Depuis la section "baby" à partir de quatre ans, jusqu'à la section U12, le groupe FA subdivise astucieusement ses activités, avec des pôles de formation réservés aux gardiens de buts, des écoles mises en place en Grande-Bretagne, ou encore la FA School of Excellence de Szczesin, qui offre un enseignement scolaire de haute qualité dès treize ans pour préparer les jeunes footballeurs à l'éventualité d'un échec dans leur carrière sportive.

Bénéficiant de l'apport des éducateurs du Lech, et reposant sur un manuel d'entraînement prônant une approche individuelle pour chaque joueur et pour chaque catégorie d'âge, le club possède depuis 2014 une structure réellement impressionnante de détection et de formation. À partir de six ans, des tests sont passées dans toutes ces écoles pour intégrer le centre de formation du Lech, et, en cas d'échec, les jeunes peuvent rester au sein de la Football Academy pour parfaire leurs gammes et repasser des tests plus tard.

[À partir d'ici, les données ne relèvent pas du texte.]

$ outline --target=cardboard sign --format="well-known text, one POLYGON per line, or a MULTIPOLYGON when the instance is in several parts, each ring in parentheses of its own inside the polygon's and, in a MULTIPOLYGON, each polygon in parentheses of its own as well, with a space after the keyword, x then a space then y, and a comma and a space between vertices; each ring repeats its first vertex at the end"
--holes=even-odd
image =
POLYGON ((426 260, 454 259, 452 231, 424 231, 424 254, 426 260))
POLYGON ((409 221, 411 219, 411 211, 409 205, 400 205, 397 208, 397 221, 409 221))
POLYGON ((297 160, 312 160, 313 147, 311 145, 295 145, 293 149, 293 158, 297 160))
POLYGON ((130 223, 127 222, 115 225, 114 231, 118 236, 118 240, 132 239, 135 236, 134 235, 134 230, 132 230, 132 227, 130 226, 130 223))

Au club, les sections de jeunes vont des U8 aux U19. Là encore, l'académie subdivise l'apprentissage technique sur plusieurs catégories d'âge, en créant notamment des groupes du nom de Owen (6-7 ans), Lampard (8-9 ans) et Rooney (10-12 ans) pour intégrer la "Pyramide des Feintes" établie par le club. Il est alors question pour les jeunes joueurs de maîtriser progressivement la conduite de balle et la qualité technique de plusieurs grands joueurs dont le programme s'inspire pour en faire des joueurs techniquement à l'aise à l'âge adulte.

À partir de 9 ans, des tests de jongle, de déplacements sans ballon ou de dribbles sont mis en place pour affiner la sélection assez rapidement. Mais si le club met clairement l'emphase sur la qualité technique, il se veut aussi très organisé dans le parcours global de ses élèves. Des échanges réguliers avec les parents permettent à ceux-ci de savoir exactement où en est et où va leur petit prodige ; le club mise aussi sur l'enseignement pour développer la créativité en-dehors du terrain, et veille à transmettre des valeurs de respect, de fair play et de confiance en soi pour résoudre soi-même les problèmes liés au ballon comme à la vie courante.


UN LABORATOIRE DE RECHERCHE & DÉVELOPPEMENT

Le responsable de la formation Rafal Ulatowski n'a d'ailleurs pas été choisi au hasard en 2016, lorsque le club a voulu franchir une nouvelle étape. Ancien joueur modeste, l'homme de 48 ans a connu une reconversion plus réussie après son diplôme en éducation physique et son obtention de la licence UEFA Pro A. Passé d'entraîneur des jeunes de Lodz à entraîneur-joueur en Islande, il devient l'adjoint du sélectionneur de l'équipe nationale de Pologne Leo Beenhakker en 2008. Après quelques mois, il part prendre les commandes du KKS Belchatow et d'autres clubs polonais, sans grand succès.

Après un premier passage rapide en début de carrière, il revient à Poznan pour prendre la direction de l'académie, qui fait appel à lui en raison de son expérience hétéroclite. Il a pour mission de se mettre au service des formateurs du Lech pour leur donner une approche toujours plus créative, et d'apporter un regard neuf et différent sur un système qui prend de plus en plus d'ampleur.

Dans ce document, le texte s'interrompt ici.